CJON v1.0 (Compact JSON)
While developing the idea of taking a digital step backward to solve modern
alternative digital data transmission problems, I began designing a prototype of an Arduino-based device that would act as both modem and receiver. As I dug deeper into the problem, I also realized that the SMS channel could be used for short data, where a 160-character SMS (GSM 7-bit) would be enough. In many cases that is sufficient, and larger packets can be split into chunks and reassembled on the receiving side.
To link such fragments together, you can add metadata to each message: the sequence number, the total number of chunks, and an identifier. This is similar to the UDH (User Data Header) standard, but because using UDH requires PDU mode—which is often unavailable on Arduino—a simpler approach can be used: a custom pseudo-header format.
In this approach, each fragment begins with a special # character, followed by:
- a message identifier (2–3 characters),
- the current fragment number (1 character, from 0...9, a...Z),
- the total number of fragments (1 character, from 0...9, a...Z).
Example header: #0010Z, where:
- 00 is the message ID (it can be generated, for example, as a compact representation of the current time on the source device),
- 1 is the fragment sequence number,
- Z is the total number of fragments.
Data can be transmitted not only via SMS, but also over a voice channel—for example, using DTMF signals (Dual-Tone Multi-Frequency). In that case, the data is encoded as a sequence of DTMF tones representing the message characters and transmitted as audio during a normal phone call. The receiver recognizes the tone sequence, reconstructs the message, and forwards it into the target system.
To ensure the integrity of data transmitted over the voice channel, it makes sense to add a checksum at the end of the message, calculated as the sum of all transmitted characters modulo 256. This provides basic integrity control for the transmitted data. For SMS this is not required.
For the data itself, I propose a modified and simplified format based on the JSON specification, but streamlined for extreme minimization of payload size (we save every character).
CJON (Compact JSON-like Object Notation) v1.0 Specification
1. Purpose
CJON is a lightweight, compact, and human-readable format intended for use over constrained channels such as SMS, DTMF, and low-speed radio links. Its primary purpose is to transmit structured telemetry or control data in situations where traditional JSON is too bulky and binary formats are impractical or poorly readable.
2. Use Cases
- Remote telemetry for agriculture and industrial equipment
- Emergency messages and alarms
- Automation in low-speed or offline connectivity scenarios
- Mobile devices transmitting structured data over SMS or voice channels
- DTMF-based data transmission over GSM networks
3. Syntax Overview
A CJON message consists of a sequence of elements separated by semicolons (;).

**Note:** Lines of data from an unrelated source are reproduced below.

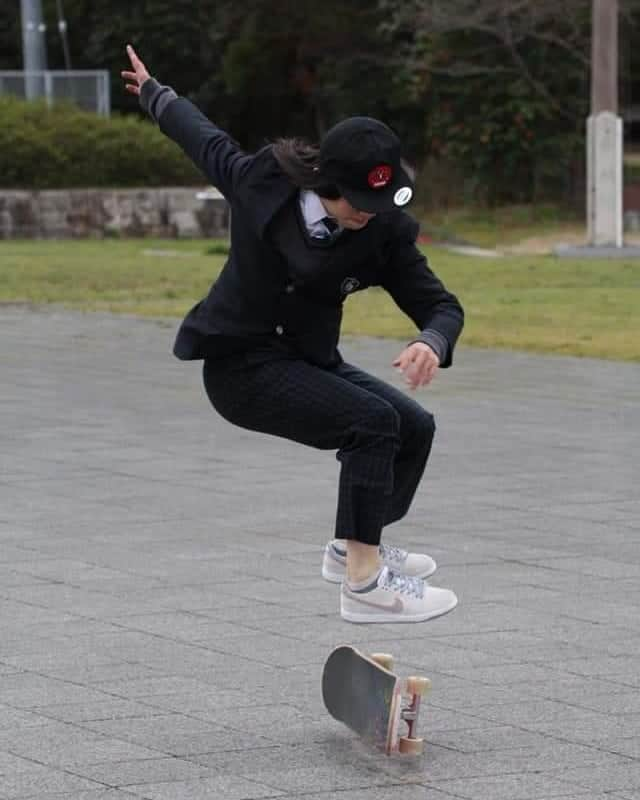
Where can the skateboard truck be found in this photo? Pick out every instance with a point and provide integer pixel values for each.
(416, 687)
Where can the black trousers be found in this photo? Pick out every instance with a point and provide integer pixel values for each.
(382, 437)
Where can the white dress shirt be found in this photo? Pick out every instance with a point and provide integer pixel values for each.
(313, 212)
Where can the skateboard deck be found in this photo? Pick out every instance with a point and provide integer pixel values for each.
(368, 698)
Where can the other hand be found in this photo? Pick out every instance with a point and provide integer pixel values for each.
(418, 363)
(138, 76)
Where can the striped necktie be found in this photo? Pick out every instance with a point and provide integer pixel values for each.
(332, 227)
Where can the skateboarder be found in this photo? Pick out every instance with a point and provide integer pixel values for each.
(311, 225)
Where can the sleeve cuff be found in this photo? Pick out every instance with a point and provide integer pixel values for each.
(154, 98)
(436, 341)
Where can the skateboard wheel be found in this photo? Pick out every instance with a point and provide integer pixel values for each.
(383, 660)
(419, 686)
(412, 747)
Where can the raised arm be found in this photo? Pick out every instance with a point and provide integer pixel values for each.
(211, 149)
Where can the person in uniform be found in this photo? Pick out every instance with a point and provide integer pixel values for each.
(310, 226)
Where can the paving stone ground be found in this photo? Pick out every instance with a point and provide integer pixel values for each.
(163, 622)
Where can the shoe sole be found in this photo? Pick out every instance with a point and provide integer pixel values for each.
(349, 616)
(335, 577)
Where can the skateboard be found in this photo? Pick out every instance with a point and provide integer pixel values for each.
(363, 692)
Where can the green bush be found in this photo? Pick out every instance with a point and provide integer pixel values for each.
(63, 148)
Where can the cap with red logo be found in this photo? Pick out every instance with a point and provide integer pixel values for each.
(361, 155)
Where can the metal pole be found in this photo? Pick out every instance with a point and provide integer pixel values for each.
(62, 29)
(33, 46)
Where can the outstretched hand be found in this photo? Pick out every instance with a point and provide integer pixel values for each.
(418, 363)
(138, 76)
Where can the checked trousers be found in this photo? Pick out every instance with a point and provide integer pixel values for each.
(382, 436)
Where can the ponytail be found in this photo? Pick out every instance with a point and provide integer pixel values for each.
(300, 161)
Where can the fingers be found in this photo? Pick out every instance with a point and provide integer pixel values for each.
(418, 367)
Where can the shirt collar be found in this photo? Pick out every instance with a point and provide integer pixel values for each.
(312, 209)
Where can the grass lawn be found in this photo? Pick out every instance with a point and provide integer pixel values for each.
(536, 303)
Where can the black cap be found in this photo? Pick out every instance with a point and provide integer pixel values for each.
(361, 156)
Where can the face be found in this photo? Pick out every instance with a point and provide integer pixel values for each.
(345, 214)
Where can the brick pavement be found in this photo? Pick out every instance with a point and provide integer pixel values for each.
(137, 528)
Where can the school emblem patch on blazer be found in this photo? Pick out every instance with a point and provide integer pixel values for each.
(349, 285)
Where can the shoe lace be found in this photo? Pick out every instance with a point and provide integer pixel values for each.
(404, 584)
(393, 554)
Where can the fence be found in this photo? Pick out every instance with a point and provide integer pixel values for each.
(89, 89)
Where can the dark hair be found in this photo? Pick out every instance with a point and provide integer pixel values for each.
(300, 161)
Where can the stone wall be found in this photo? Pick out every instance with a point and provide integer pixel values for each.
(98, 213)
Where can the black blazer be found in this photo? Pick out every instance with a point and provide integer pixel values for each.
(253, 296)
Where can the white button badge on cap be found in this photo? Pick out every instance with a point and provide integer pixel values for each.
(403, 195)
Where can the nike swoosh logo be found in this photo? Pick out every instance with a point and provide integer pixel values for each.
(396, 608)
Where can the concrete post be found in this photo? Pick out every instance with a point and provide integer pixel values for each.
(604, 179)
(604, 131)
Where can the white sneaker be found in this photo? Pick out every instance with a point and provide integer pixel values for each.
(394, 597)
(415, 565)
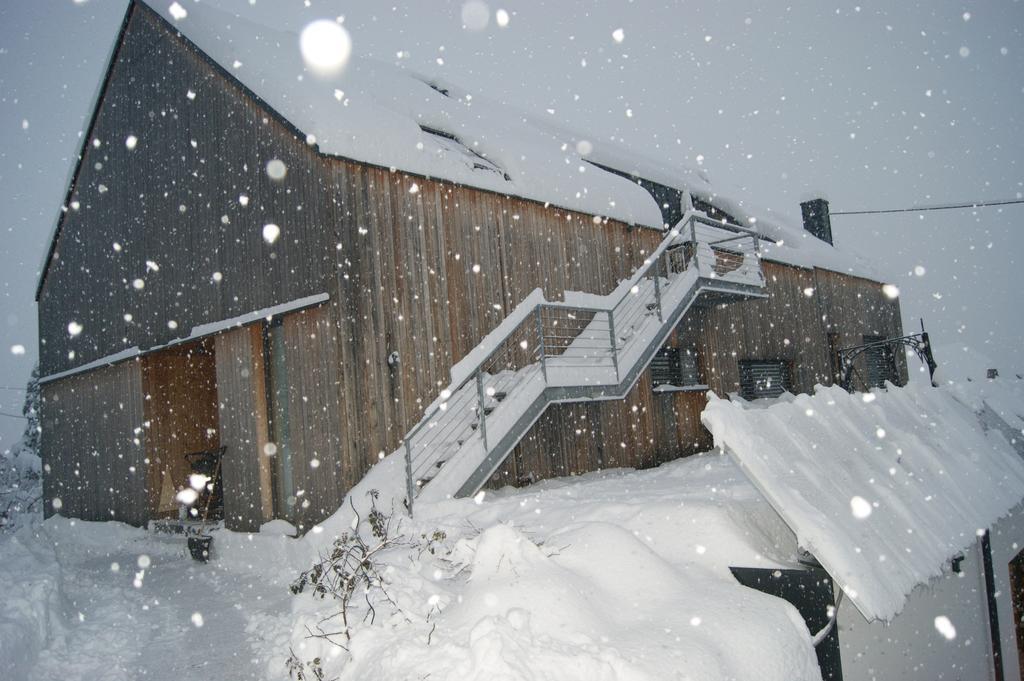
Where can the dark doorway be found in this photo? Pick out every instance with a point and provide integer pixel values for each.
(810, 591)
(181, 414)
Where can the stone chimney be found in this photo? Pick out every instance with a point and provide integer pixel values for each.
(816, 218)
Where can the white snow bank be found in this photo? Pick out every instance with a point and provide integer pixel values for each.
(610, 576)
(884, 488)
(32, 610)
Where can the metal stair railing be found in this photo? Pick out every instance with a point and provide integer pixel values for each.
(577, 351)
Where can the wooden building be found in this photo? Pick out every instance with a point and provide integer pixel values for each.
(303, 321)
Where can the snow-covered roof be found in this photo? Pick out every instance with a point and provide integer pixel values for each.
(883, 487)
(388, 116)
(376, 113)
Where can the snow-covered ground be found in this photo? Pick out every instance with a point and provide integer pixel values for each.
(615, 575)
(102, 600)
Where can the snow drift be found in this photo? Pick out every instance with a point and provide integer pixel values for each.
(883, 487)
(611, 576)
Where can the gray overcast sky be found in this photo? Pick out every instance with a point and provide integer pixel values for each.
(870, 104)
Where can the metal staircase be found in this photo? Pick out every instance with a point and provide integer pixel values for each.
(546, 352)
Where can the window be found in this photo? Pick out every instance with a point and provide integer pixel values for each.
(280, 422)
(763, 378)
(675, 367)
(881, 363)
(835, 363)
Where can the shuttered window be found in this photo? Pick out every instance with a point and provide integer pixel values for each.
(673, 366)
(881, 362)
(763, 378)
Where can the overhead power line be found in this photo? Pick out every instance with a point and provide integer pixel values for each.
(922, 209)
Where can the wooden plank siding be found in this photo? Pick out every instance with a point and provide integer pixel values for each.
(647, 428)
(246, 468)
(92, 445)
(416, 268)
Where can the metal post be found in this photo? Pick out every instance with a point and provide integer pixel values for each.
(614, 347)
(657, 288)
(410, 484)
(540, 343)
(479, 409)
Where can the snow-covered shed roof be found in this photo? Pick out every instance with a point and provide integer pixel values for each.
(883, 487)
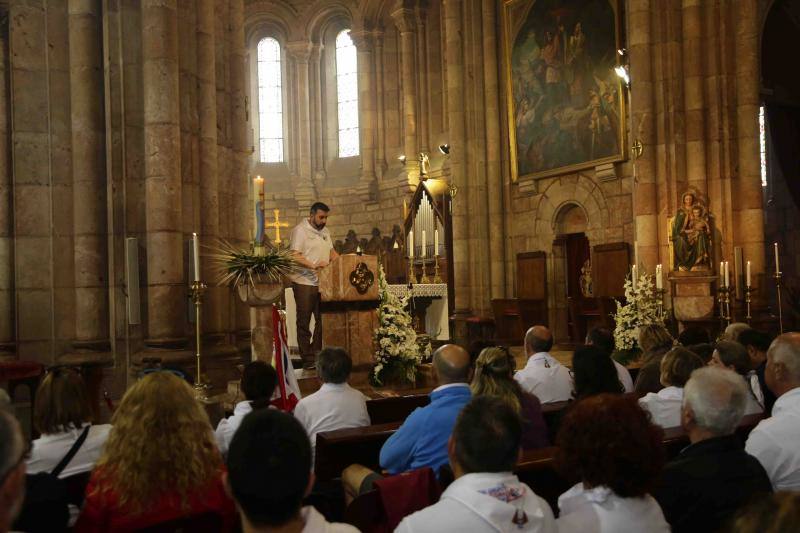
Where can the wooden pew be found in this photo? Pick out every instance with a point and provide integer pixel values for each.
(395, 409)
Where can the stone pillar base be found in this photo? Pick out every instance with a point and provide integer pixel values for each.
(693, 295)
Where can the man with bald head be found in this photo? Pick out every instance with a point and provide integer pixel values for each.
(422, 439)
(543, 376)
(775, 441)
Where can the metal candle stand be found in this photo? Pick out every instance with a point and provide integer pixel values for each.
(197, 290)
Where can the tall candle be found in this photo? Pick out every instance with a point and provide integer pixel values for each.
(727, 276)
(196, 254)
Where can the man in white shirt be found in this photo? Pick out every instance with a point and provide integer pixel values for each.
(313, 248)
(485, 496)
(543, 376)
(269, 474)
(603, 338)
(775, 442)
(336, 405)
(12, 469)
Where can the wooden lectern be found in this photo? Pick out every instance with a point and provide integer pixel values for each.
(349, 293)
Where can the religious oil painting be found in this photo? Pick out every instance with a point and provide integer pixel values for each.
(565, 103)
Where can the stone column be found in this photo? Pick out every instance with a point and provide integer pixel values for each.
(645, 190)
(366, 106)
(693, 93)
(457, 126)
(166, 294)
(380, 126)
(747, 199)
(300, 52)
(89, 175)
(6, 216)
(494, 178)
(209, 185)
(404, 19)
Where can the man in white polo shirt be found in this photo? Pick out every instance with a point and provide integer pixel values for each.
(775, 441)
(314, 250)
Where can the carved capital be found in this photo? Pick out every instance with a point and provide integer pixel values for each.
(405, 18)
(300, 51)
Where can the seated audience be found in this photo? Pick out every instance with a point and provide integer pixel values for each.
(335, 405)
(603, 338)
(704, 351)
(485, 496)
(664, 406)
(12, 469)
(732, 332)
(711, 479)
(779, 513)
(733, 356)
(160, 462)
(422, 439)
(609, 444)
(757, 343)
(594, 373)
(654, 341)
(61, 414)
(543, 376)
(257, 385)
(494, 376)
(269, 474)
(693, 335)
(775, 442)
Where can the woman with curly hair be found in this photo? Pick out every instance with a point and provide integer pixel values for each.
(494, 376)
(608, 444)
(160, 462)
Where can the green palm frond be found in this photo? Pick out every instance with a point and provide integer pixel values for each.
(236, 266)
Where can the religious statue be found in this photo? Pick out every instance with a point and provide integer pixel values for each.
(691, 235)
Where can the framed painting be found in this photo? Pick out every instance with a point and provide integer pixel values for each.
(566, 105)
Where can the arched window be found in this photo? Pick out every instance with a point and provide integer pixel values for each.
(347, 94)
(270, 101)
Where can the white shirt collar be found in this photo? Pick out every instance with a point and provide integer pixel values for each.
(787, 400)
(449, 385)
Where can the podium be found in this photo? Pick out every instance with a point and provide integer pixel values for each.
(349, 305)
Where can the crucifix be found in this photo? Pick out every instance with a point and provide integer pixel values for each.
(277, 224)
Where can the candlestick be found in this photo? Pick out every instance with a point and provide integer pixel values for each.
(747, 276)
(196, 253)
(196, 291)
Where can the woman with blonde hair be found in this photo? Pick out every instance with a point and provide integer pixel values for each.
(494, 376)
(654, 341)
(160, 463)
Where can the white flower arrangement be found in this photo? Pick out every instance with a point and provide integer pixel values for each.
(397, 353)
(641, 308)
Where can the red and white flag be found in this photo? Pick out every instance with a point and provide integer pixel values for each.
(287, 393)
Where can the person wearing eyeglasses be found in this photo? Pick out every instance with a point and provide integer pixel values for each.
(12, 469)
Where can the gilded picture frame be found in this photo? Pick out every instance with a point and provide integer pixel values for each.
(565, 104)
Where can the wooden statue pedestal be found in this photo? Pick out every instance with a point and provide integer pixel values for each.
(693, 295)
(349, 306)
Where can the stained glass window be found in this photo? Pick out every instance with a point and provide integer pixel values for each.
(347, 94)
(270, 101)
(762, 135)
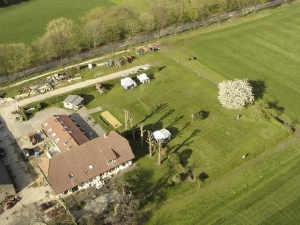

- The first element is the message type (mandatory, no key), for example: T1
- The remaining elements are key=value pairs or comma-separated values for arrays.
Example request (ordering a taxi):
T1;f=56.3365,36.7259;to=56.1843,36.9745;r=2
4. Data Types and Rules
Keys must be alphanumeric (for compactness, it is advisable to shorten keys and keep a mapping in the target systems for proper reconstruction of JSON from CJON). Key names are case-sensitive, which expands the namespace (62 one-character keys at one hierarchy level).
Values may be:
- strings (without spaces, semicolons, equal signs, or commas in the value), or base64-packed strings. In that case, the value must be preceded by the ~ prefix (for example: M1;id=device-01;msg=~0JrQvtC80L7RgtGAINC80LXQvdGC0L7QstCwIDEy;level=3)
- integers or floating-point numbers,
- comma-separated value lists (interpreted as arrays).
- Quotation marks and brackets are not used in order to reduce size.
Nested structure support:
CJON supports nested objects via dotted key notation (for example, d.b.v=3.7 — device, batt, voltage).
Example:
S1;d.id=agro-007;d.b.v=3.7;d.b.s=ok;l.lat=56.3284;l.lon=37.4921;e.temp=23.5;e.hum=61
5. Conversion to JSON
CJON: T1;f=56.3365,36.7259;to=56.1843,36.9745;r=2
Equivalent JSON:
{
"t": "T1",
"f": [56.3365, 36.7259],
"to": [56.1843, 36.9745],
"r": 2
}
6. CJON vs. JSON
- CJON removes quotation marks, brackets, and spaces, saving from 30% to 50% of characters.
- Example JSON (398 characters) -> equivalent CJON (287 characters): savings of 111 characters (~28%).
7. Limitations
- Maximum message length is limited to 140 characters (for example, for SMS).
- Nested objects and JSON strings are not supported, except for imitation via dotted keys.
- Reserved characters (=, ;, ,) cannot be used in keys or values; in strings they must be packed in Base64.
- The first element is always the message type (without a key).
8. Extensibility
Additional key=value pairs may be added to a message without breaking backward compatibility. Applications should ignore unknown keys to support future versions.
9. Comparison with Existing Approaches
There are many formats and methods designed to reduce the size of JSON data, especially for constrained channels (for example, in IoT, mobile, or embedded systems). Below is a brief overview of such approaches.
Binary formats
- MessagePack (msgpack.org) is a binary serialization format that encodes JSON into a compact binary representation. It reduces size by 30–60% compared with standard JSON. It is used in high-performance APIs, but it is not suitable for text channels (SMS, voice, DTMF).
- CBOR (Concise Binary Object Representation) (cbor.io) is an IETF format used in CoAP and other IoT protocols. It provides strong compression, supports tags and extended data types, and requires a parser on the receiving side.
- UBJSON / BSON / Smile are binary alternatives to JSON aimed at specific platforms (MongoDB, Java, and others). They are not applicable where text transmission or compatibility with low-level channels is required.
Text formats
MinJSON / SlimJSON... are informal minimalist text formats in which spaces and quotation marks are removed, keys are shortened, and non-standard syntax is used. These approaches are fragmented, not standardized, and do not support nesting.
10. Conclusion
CJON is a structured but compact format that serves as an alternative to bulky formats such as JSON or XML in resource-constrained environments. It provides a balance of readability, ease of processing, and bandwidth savings, which makes it ideal for low-power, low-speed, or legacy systems. For complex JSON files with many nested objects and large amounts of text data, CJON can grow larger, but it still preserves compatibility with SMS use cases. Because CJON converts all text data to Base64, the slight increase in structure size is offset by the fact that SMS can still be sent in GSM 7-bit rather than UCS-2 (UTF-16).